The slick and luxuriously trimmed MKC concept that Lincoln unveiled at the North American International Auto Show Monday showed lots of light interior colors and an airy large glass sunroof, yet showgoers and industry watchers expressed concern that the production-looking concept may look too much like the 2013 Ford Escape crossover introduced about a year ago, with which the new MKC concept shares a platform.
“Everything the customer touches,” said MKC chief exterior designer Murat Gueler, “is totally detached from anything else” Ford makes. “The front, rear, and side views are completely different.”
It was just a year ago that Ford made a promise to reduce the number of its car platforms — the industry’s way of describing a general size of a certain model line. Critics contend that making a Lincoln that shares a platform with a Ford will not appeal to buyers. Gueler, however, sees that not as a problem.

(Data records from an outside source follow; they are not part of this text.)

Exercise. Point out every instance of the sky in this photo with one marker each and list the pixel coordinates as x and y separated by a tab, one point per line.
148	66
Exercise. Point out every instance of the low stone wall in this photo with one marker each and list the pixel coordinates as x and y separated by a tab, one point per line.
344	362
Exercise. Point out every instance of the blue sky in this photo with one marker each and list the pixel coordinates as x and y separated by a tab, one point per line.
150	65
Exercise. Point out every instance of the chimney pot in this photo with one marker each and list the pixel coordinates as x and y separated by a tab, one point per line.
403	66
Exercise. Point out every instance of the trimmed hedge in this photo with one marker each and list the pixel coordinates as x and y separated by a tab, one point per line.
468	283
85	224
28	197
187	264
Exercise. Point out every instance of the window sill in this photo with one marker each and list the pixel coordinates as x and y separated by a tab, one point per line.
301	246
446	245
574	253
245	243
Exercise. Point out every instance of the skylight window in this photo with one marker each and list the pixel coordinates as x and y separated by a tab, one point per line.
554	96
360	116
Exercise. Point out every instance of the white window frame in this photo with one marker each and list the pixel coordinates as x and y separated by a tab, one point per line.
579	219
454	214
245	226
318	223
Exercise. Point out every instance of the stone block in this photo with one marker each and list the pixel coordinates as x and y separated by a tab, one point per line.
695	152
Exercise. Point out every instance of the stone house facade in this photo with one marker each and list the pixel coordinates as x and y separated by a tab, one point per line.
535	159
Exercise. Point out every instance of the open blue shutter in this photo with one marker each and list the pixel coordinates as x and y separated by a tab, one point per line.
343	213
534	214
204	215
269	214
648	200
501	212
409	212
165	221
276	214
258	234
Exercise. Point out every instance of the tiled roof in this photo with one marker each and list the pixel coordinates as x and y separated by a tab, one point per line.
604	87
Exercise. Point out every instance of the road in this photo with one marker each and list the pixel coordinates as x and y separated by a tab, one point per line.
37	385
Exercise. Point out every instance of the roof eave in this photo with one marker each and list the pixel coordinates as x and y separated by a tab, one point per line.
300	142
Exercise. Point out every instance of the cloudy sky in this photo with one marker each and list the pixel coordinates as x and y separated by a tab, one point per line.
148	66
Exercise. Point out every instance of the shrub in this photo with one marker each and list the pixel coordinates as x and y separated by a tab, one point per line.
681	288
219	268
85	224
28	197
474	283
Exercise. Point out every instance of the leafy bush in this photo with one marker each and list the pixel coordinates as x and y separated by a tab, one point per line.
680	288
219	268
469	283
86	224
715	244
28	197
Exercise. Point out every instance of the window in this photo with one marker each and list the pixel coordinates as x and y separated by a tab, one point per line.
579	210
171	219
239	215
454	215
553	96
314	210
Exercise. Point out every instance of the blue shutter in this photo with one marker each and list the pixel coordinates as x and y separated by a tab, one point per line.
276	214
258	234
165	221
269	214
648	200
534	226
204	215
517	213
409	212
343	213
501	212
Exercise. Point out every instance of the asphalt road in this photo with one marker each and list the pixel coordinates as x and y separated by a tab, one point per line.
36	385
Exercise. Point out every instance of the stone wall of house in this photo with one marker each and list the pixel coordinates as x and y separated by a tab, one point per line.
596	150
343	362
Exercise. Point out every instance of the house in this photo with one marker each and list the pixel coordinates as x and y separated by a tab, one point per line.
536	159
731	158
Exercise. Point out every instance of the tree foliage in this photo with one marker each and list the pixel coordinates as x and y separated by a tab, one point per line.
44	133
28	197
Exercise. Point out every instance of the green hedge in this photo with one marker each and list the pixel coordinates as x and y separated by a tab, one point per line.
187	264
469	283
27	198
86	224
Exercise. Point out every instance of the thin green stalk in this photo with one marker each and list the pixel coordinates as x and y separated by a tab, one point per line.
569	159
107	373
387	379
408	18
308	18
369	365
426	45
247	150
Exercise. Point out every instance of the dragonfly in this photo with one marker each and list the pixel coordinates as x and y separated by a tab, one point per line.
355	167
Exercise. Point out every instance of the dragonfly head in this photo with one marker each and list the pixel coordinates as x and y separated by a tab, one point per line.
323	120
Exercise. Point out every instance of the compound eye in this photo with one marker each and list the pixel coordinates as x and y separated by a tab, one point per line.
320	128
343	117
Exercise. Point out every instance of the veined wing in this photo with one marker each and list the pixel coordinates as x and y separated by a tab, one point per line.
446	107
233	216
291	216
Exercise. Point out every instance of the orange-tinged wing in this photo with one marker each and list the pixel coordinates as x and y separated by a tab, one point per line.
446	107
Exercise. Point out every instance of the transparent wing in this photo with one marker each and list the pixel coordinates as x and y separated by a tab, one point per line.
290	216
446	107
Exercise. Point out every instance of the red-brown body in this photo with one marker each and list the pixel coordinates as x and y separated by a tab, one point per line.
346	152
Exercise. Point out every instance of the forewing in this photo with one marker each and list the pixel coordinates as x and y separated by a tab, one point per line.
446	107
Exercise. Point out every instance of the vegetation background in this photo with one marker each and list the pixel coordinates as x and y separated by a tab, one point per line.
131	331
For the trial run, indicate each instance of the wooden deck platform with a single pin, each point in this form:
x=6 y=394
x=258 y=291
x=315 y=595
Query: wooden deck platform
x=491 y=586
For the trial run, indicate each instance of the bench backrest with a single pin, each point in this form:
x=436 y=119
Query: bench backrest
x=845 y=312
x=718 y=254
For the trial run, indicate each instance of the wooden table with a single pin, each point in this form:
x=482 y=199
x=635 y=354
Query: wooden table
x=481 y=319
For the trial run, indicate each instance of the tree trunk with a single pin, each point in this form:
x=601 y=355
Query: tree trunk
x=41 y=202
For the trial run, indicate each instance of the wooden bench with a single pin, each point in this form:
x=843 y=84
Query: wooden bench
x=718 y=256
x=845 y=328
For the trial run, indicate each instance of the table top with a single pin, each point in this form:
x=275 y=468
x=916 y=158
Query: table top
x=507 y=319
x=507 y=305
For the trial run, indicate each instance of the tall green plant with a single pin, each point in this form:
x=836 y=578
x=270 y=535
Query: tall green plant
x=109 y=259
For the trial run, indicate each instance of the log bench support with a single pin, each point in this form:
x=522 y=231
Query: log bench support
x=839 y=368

“The global C platform (that the MKC concept uses) has a lot of good aspects about it. There is an openness to it. Spaciousness comes from our new use of different materials and their light colors,” Gueler explained at the unveiling of the MKC concept.
The MKC concept took about one year to design, with dozens of Ford designers’ idea sketches vying for favor within the company’s design ranks. In concept form, it seats four people, instead of five passengers that the Escape can carry.
“We need to step-by-step build out the Lincoln model line, to reinvent the brand,” Gueler admitted, and although he wouldn’t reveal which Lincoln model he expected to be introduced next, Ford’s Executive Vice President of Marketing for Lincoln Jim Farley told an auto show audience that within the next four years there will be four new Lincoln designs in addition to the MKC.